Hello, is the simulation asynchronous?

Please fill the custom gym env template completely. If you want a full video serie of SB3 and car racing (with open source code), you can take a look at: https://www.youtube.com/watch?v=ngK33h00iBE&list=PL42jkf1t1F7dFXE7f0VTeFLhW0ZEQ4XJV

Edited version: https://www.youtube.com/watch?v=jXVUig0muFI

araffin avatar Dec 18 '22 13:12 araffin

It is not asynchronous.

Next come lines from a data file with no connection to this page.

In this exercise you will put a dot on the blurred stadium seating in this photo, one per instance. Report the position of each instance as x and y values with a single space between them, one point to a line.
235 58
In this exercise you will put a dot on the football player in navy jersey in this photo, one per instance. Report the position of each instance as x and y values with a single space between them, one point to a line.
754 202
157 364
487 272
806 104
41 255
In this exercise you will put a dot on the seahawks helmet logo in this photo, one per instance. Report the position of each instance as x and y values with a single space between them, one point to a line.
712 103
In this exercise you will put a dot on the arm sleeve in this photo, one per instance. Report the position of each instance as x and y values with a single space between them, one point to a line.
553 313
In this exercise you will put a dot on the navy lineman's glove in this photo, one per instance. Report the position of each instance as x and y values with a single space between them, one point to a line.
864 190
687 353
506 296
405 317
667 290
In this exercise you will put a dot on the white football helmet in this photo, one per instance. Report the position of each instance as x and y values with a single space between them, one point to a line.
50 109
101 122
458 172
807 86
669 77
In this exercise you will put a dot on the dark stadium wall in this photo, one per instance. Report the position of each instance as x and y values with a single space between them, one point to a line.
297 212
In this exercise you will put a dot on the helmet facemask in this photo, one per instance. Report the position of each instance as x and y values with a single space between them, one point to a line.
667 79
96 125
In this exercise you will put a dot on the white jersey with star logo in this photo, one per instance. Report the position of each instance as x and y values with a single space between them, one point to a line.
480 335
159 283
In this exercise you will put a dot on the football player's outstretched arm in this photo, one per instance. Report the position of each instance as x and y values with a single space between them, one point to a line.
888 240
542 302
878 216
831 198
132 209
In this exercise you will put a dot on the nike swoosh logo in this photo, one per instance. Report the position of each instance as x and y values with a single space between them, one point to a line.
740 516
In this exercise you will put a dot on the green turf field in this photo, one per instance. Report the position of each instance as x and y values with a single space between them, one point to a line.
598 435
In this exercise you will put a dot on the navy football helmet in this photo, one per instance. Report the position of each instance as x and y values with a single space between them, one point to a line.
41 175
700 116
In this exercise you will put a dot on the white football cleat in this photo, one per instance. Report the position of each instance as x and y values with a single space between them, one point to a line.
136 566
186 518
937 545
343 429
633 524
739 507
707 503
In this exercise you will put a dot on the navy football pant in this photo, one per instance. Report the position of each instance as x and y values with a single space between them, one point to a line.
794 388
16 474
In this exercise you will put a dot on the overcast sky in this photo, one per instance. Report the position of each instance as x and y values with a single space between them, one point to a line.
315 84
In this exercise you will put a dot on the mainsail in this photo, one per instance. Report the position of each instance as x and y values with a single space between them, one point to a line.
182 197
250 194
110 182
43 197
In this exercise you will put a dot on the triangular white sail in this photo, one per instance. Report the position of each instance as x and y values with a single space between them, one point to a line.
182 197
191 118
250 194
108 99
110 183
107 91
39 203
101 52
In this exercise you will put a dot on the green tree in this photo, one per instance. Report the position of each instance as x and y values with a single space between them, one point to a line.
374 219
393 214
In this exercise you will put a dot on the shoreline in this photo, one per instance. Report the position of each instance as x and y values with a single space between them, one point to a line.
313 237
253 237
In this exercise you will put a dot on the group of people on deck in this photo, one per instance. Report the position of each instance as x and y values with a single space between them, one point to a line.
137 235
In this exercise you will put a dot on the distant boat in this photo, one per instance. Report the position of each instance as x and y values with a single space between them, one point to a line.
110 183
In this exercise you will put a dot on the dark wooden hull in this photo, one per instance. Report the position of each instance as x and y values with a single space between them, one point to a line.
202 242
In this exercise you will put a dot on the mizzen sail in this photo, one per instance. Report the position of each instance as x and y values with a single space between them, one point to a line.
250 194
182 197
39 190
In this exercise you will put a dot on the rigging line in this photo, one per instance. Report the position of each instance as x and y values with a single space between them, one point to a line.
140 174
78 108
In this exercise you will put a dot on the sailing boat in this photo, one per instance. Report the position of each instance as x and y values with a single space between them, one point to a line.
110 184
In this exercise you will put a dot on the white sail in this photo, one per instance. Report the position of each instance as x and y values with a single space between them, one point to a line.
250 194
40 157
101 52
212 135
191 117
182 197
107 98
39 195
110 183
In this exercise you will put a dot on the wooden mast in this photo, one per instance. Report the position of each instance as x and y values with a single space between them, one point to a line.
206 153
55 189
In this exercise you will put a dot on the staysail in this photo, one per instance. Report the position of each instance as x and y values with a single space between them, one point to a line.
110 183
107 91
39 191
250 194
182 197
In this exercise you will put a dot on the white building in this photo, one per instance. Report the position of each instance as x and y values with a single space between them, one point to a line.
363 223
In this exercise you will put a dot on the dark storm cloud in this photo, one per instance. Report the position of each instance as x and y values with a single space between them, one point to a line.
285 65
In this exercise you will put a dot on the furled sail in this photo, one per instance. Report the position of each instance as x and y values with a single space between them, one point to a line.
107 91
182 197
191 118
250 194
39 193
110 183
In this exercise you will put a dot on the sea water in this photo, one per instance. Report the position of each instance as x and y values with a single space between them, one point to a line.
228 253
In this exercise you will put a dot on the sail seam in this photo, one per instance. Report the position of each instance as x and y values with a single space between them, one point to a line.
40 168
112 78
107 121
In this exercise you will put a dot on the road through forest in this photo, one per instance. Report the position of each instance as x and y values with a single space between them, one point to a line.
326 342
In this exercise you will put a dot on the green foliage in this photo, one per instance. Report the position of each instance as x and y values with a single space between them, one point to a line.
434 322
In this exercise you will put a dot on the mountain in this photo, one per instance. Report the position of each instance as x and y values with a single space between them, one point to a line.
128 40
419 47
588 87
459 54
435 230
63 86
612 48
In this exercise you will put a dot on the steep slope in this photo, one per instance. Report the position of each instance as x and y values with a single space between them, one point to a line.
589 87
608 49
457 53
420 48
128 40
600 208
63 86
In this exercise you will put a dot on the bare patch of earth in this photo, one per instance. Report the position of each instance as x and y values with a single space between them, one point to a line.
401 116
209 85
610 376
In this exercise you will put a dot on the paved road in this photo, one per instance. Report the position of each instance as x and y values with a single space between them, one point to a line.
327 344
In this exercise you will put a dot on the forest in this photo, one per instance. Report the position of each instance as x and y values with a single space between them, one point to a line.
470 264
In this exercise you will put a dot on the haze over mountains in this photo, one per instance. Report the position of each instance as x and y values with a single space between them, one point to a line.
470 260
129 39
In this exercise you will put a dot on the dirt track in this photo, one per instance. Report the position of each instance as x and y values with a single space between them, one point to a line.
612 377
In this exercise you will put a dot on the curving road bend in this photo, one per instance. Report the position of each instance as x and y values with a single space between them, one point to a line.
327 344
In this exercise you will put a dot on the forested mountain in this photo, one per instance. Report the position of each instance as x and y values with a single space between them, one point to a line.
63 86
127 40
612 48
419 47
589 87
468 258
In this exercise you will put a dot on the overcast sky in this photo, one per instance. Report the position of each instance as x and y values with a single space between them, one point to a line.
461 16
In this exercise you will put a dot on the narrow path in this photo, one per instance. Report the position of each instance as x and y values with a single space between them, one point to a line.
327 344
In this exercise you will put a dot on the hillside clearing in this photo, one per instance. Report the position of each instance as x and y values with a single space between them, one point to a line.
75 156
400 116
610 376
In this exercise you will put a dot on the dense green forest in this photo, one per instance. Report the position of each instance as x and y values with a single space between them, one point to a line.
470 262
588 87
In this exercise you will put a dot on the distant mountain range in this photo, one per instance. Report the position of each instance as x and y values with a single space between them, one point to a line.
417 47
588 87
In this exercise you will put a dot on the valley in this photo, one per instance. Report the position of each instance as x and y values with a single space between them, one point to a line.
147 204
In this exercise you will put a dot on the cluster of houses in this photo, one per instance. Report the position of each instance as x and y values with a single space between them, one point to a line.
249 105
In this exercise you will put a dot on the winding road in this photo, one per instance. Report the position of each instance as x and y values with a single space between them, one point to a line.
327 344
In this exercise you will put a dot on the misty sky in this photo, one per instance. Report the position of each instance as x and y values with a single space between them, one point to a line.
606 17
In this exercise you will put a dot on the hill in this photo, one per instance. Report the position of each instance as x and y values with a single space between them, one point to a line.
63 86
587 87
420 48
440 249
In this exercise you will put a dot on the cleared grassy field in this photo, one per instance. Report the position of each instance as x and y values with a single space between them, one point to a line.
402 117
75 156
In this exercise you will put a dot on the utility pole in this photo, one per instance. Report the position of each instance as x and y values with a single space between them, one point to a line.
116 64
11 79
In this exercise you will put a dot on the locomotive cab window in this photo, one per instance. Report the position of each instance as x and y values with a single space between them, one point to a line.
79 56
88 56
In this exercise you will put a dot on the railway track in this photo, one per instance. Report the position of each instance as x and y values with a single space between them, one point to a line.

It is from gym_ torcs , I did not modify it.

class TorcsEnv(gym.Env):
    terminal_judge_start = 500  # Speed limit is applied after this step
    # [km/h], episode terminates if car is running slower than this limit
    termination_limit_progress = 5
    default_speed = 50

    initial_reset = True

    def __init__(self):
        self.vision = False
        self.throttle = False
        self.gear_change = False

        self.initial_run = True

        # launch torcs
        os.system('pkill torcs')
        time.sleep(0.5)
        if self.vision is True:
            os.system('torcs -nofuel -nodamage -nolaptime  -vision &')
        else:
            os.system('torcs  -nofuel -nodamage -nolaptime &')
        time.sleep(0.5)
        os.system('sh autostart.sh')
        time.sleep(0.5)

        """
        # Modify here if you use multiple tracks in the environment
        self.client = snakeoil3.Client(p=3101, vision=self.vision)  # Open new UDP in vtorcs
        self.client.MAX_STEPS = np.inf

        client = self.client
        client.get_servers_input()  # Get the initial input from torcs

        obs = client.S.d  # Get the current full-observation from torcs
        """
        if self.throttle is False:
            self.action_space = spaces.Box(low=-1.0, high=1.0, shape=(1,))
        else:
            self.action_space = spaces.Box(low=-1.0, high=1.0, shape=(2,))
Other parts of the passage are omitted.